Returns an instance file descriptor that you can use to mmap() your BARs into userspace for direct access.
inject_irq()
#define PCIEM_IOCTL_INJECT_IRQ _IOW(PCIEM_IOCTL_MAGIC, 15, struct pciem_irq_inject)
Issue this to inject an interrupt (After your shim completes some work, for instance).
It takes the pciem_irq_inject struct as param:
vector: Which MSI/MSI-X vector to fire. If you’ve got MSI configured for 4 vectors, valid values are 0-3.
dma()
#define PCIEM_IOCTL_DMA _IOWR(PCIEM_IOCTL_MAGIC, 16, struct pciem_dma_op)
This lets you read from or write to guest physical addresses.
It takes the pciem_dma_op struct as param:
guest_iova: The guest physical address you want to access
user_addr: Your userspace buffer address
length: How many bytes to transfer
flags: Either PCIEM_DMA_FLAG_READ or PCIEM_DMA_FLAG_WRITE
This is IOMMU-aware so, in case your system has one; the translations get handled by PCIem.
dma_atomic()
#define PCIEM_IOCTL_DMA_ATOMIC _IOWR(PCIEM_IOCTL_MAGIC, 17, struct pciem_dma_atomic)
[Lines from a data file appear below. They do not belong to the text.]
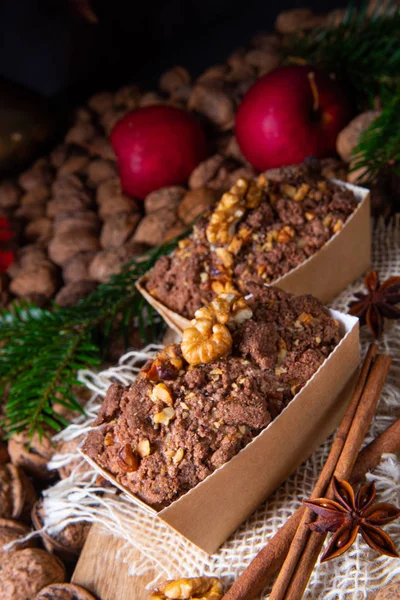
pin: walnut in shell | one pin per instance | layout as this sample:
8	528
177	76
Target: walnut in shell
68	543
64	591
118	228
31	454
11	531
65	245
9	194
71	293
77	268
349	137
26	572
168	197
211	101
17	495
It takes the pciem_dma_atomic struct as param:
guest_iova: Target address in guest memory
op_type: What atomic operation (Ex. PCIEM_ATOMIC_CAS, PCIEM_ATOMIC_FETCH_ADD…)
operand: The value to use for the operation
result: Where the previous value gets returned
Useful if you’re building something that needs lock-free synchronization with the guest since it implements what’s needed to do atomic operations on guest memory.
p2p()
#define PCIEM_IOCTL_P2P _IOWR(PCIEM_IOCTL_MAGIC, 18, struct pciem_p2p_op_user)
Peer-to-peer DMA between PCIe devices. Your PCIem device can directly access another physical device’s memory space.
It takes the pciem_p2p_op_user struct as param:
target_phys_addr: Physical address of the target device (Another device’s BAR, see the p2p_regions module argument!)
user_addr: Your buffer in userspace
length: How many bytes to transfer
flags: Similar to regular DMA flags
get_bar_info()
#define PCIEM_IOCTL_GET_BAR_INFO _IOWR(PCIEM_IOCTL_MAGIC, 19, struct pciem_bar_info_query)
Call this after register() if you need to know the actual physical addresses.
It takes the pciem_bar_info_query struct as param. Set the bar_index going in, and it’ll fill in:
phys_addr: The physical address where this BAR lives
size: The BAR size
flags: The BAR flags
set_watchpoint()
#define PCIEM_IOCTL_SET_WATCHPOINT _IOW(PCIEM_IOCTL_MAGIC, 20, struct pciem_watchpoint_config)
Sets up hardware watchpoints on specific BAR offsets. When the guest writes to these locations, you’ll get notified immediately via the event mechanism (Or your hand-rolled one, if you have done it).
It takes the pciem_watchpoint_config struct as param:
bar_index: Which BAR to watch
offset: Offset within the BAR
width: How many bytes (1, 2, 4, or 8)
flags: Either PCIEM_WP_FLAG_BAR_KPROBES or PCIEM_WP_FLAG_BAR_MANUAL to control how PCIem locates the BAR mapping.
set_eventfd()
#define PCIEM_IOCTL_SET_EVENTFD _IOW(PCIEM_IOCTL_MAGIC, 21, struct pciem_eventfd_config)
This sets up a userspace eventfd which gets notified whenever events arrive from PCIem.
It takes the pciem_eventfd_config struct as param:
eventfd: Your eventfd file descriptor
Once set up, the kernel will signal your eventfd whenever new events land in the ring buffer.